The verdict of the state assembly elections are out. Both Maharashtra and Jharkhand saw the existing Governments being voted back to power and most importantly, BJP’s seat count has increased to 132 in Maharashtra compared to just a tad above 100 in 2019. All of this ties-in well with the positive global cues coming and signals the rally continuing for the markets. Experts believe that the stage is now set for renewed focus on capex.

The last 5 years in Maharashtra were characterized by political instability with frequent musical chairs at work. With this verdict, the political stability will surely bode well for effective governance and infra development.

Political momentum likely to push markets higher

Markets have had a decent correction in the last two months with Nifty/Nifty Midcap 100/Nifty Smallcap 100 correcting by 10% on the back of moderate corporate earnings in H1FY25, relentless FII selling since October 24. Most market experts belief may be the indices are finally moving past the correction zone and are watching out for significant positive momentum following the recent downtrend.

Given the current market condition, ace investor, Vijay Kedia pointed out to “a huge gap due to unprecedented victory of Mahayuti and oversold position.”

Gautam Duggad, Head Of Research, Director – Institutional Equities at Motilal Oswal Financial Services pointed out that “With elections now behind and BJP getting a strong boost from Haryana and Maharashtra elections, we expect the government to spring into action and start the spending. H1FY25 Govt spending is flat YoY and is down 17% for capex spending. This coupled with recovery in rural spending on the back of good monsoon and expected strong Kharif output should improve the demand narrative at the margin. Wedding season in the H2FY25 (30% higher weddings YoY) could also provide a fillip to demand. So both capex and consumption can see some bounce-back.”

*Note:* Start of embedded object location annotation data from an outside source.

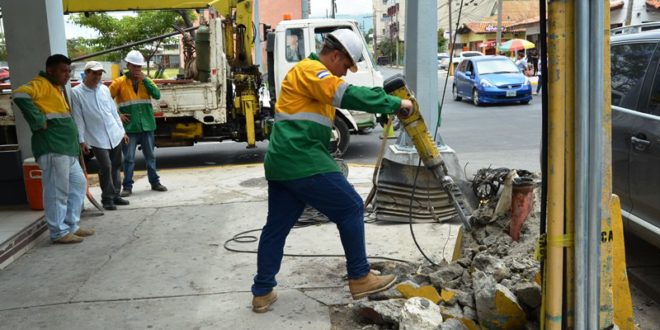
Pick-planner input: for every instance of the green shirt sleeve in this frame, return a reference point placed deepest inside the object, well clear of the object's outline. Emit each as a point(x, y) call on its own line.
point(151, 88)
point(372, 100)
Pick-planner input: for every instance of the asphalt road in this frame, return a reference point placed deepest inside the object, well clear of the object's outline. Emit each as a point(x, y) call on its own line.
point(498, 136)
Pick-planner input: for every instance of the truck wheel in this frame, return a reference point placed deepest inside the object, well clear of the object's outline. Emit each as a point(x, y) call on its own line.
point(340, 138)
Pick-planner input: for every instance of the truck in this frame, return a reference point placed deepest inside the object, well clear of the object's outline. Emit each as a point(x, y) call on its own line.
point(223, 100)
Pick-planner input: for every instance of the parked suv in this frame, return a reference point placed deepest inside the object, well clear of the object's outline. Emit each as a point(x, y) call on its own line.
point(636, 130)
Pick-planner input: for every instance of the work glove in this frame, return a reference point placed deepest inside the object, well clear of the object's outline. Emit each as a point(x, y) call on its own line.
point(406, 109)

Anshul Jain, Head of Research at Lakshmishree investments added that “The BJP’s thumping victories in Maharashtra and Haryana are set to spark a bullish sentiment in the Indian stock market. This political stability is likely to lead to a gap-up and the rally could extend to 24350-24600 levels, driven by increased investor confidence.”

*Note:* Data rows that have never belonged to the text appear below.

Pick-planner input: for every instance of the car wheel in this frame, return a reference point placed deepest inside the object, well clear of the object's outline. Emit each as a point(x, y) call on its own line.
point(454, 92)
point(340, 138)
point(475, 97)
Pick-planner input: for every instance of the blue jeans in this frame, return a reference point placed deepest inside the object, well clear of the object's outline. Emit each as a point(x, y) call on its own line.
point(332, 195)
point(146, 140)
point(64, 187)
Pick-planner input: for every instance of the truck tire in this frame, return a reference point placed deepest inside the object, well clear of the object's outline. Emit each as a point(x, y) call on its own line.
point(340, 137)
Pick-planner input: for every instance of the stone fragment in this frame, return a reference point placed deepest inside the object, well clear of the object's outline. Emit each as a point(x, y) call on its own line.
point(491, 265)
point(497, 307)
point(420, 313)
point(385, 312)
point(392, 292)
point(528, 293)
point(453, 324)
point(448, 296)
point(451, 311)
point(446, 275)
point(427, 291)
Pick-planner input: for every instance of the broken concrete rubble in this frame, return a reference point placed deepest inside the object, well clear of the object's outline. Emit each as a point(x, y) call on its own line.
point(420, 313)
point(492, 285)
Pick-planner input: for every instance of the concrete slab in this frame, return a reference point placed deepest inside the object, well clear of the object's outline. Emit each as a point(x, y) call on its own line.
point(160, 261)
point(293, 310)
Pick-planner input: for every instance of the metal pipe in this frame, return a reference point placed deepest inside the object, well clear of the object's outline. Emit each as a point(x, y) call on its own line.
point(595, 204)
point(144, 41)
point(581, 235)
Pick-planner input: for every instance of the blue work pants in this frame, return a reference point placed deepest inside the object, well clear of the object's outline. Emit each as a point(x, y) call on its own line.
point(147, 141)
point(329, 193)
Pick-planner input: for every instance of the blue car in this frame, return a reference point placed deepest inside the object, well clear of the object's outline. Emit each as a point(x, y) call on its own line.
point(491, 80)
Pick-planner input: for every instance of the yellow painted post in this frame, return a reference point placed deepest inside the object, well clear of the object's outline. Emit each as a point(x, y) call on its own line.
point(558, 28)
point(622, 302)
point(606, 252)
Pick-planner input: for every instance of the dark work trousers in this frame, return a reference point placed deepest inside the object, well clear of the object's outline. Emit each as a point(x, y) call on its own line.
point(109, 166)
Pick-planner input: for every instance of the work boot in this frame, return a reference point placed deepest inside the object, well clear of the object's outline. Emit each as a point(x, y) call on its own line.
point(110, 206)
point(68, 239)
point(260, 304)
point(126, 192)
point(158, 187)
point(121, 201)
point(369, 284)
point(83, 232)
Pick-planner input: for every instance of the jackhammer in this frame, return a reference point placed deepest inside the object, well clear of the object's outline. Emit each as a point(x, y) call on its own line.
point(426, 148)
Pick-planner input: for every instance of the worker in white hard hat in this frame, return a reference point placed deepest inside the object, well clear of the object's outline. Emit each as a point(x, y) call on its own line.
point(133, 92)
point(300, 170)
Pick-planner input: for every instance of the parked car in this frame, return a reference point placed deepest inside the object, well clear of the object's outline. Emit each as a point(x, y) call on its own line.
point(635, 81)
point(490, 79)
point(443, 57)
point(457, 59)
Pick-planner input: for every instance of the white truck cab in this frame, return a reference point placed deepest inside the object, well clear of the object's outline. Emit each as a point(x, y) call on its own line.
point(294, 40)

Valuations reasonable- Key Nifty levels to watch

In the last two months, almost, FIIs have sold $17 billion and this coupled with geo-political uncertainty and and strengthening dollar weighed on market sentiment significantly. Soft earnings in H1 further added to the subdued sentiment. However, it appears to be significantly more cheerful now.

Duggad explained that “Given the recent correction, valuations, especially for large-caps is quite reasonable now, in our view, at 19.3x FY26 EPS. Midcaps and small caps are still trading at expensive valuations – with NSE Midcap 100 and NSE Smallcap 100 index at 30x and 23 P/E. Nifty earnings are expected to grow 7% in H2. Ex-Commodities, Nifty earnings are up 12% in H1 and should be similar in H2 as well. MOFSL ex commodities earnings were up 13% in H1 and should have 13% again in H2FY25.”

“Key levels to watch for Nifty include immediate resistance at 24350 and further at 24600, with support around 23800 to cushion any profit booking,” added Jain.

Top sectors and stocks to watch now

The political scenario in the last couple of months has led to rather muted capex growth. However, the street is now expecting a renewed push and that is likely to keep infra stocks in focus. Duggad’s preferred sectors include “BFSI (Private as well as PSU and non-lending NBFC), Capital Goods, Real Estate, Manufacturing, Consumer Discretionary, IT, Healthcare. The preferred stock ideas have M&M, SBI, L&T, Indian Hotels, ABB, Dixon, Bharti Airtel, Trent, Hindalco, Titan, HCL Tech amongst large caps and Angel, BSE, Amber, IPCA, Cummins, Page, Godrej Property, Coforge, JSW Energy, Gravita in the midcap space.”

Jain added that “Adani Group stocks should be in sharp focus, given their strategic importance and diverse portfolio. Additionally, the textile sector is expected to attract renewed interest, benefiting from favorable policies and strong export data.

Investors should keep an eye on these sectors for potential opportunities, leveraging the positive market sentiment driven by political stability and policy continuity.”